There are other problems with TCP, such as
slow start being, well, slow to converge on high-BDP networks,
bad performance in the face of random packet loss (e.g., TCP over Wi-Fi),
congestion control algorithms being too conservative (IMO, not everyone needs to agree on the same congestion control protocol for it to work well, it just needs to converge to network conditions faster, better differentiate types of loss, and yield to fairness more quickly),
TCP features such as selective ACKs not being widely used,
default TCP socket settings sucking and requiring a lot of tuning to get right,
crap with NAT that can’t be circumvented at the user level (UDP-based stream protocols can do rendezvous connections to get around NAT), and more.

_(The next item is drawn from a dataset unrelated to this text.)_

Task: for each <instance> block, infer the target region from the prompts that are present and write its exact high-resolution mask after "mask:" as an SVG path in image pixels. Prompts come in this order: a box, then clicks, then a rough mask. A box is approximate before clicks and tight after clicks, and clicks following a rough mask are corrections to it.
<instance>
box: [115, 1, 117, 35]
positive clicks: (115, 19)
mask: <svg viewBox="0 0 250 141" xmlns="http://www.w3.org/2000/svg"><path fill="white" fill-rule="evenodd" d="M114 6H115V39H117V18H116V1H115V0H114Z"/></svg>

People write whole papers on all these things. Problem is most of the public research exists as a shitty academic papers you wouldn’t probably bother reading anyway, and most of the people actually studying this stuff in-depth and coming up with solutions are private researchers and engineers working for companies like Google.
The last paragraph is a good reason why there should be a “No BS guide to computer systems”. I bet I can show services at all layers of the OSI stack and really go into details. The sockets are pretty cool.
pjscott describes the crypto stack in just one sentence:
Their crypto stuff looks pretty reasonable. Key exchange uses ECDH with either the P-256 or curve25519 polynomials. Once the session key is established, it’s encrypted with AES-128 and authenticated with either GCM or HMAC-SHA256. None of this is implemented yet, but it’s at least cause for hope.
latitude also gives other considerations about doing crypto over the Internet.
I’ll tell you a dirty little secret of the protocol design.
Say, you want to design a protocol with reliable delivery and/or loss detection. You will then have ACKs, send window and retransmissions. Guess what? If you don’t follow windowing semantics of TCP, then one of two things will happen on saturated links – either TCP will end up with all the bandwidth or you will.
So – surprise! – you have no choice but to design a TCP clone.
That said, there is a fundamental problem with TCP, when it’s used for carrying secure connections. Since TCP acts as a pure transport protocol, it has no per-packet authentication and so any connection can be trivially DoS’d with a single fake FIN or RST packet. There are ways to solve this, e.g. by reversing the TCP and security layers and running TCP over ESP-over-UDP or TLS-over-UDP (OpenVPN protocol). This requires either writing a user-space TCP library or doing some nasty tunneling at the kernel level, but even as cumbersome as this is, it’s still not a reason enough to re-invent the wheel. Also, if you want compression, it’s readily available in TLS or as a part of IPsec stack (IPcomp). If you want FEC, same thing – just add a custom transform to TLS and let the client and server negotiate if to use it or not.
I mean, every network programmer invents a protocol or two in his lifetime. It’s like a right of passage and it’s really not a big deal.
I learned stuff today. I hope you guys learned something too.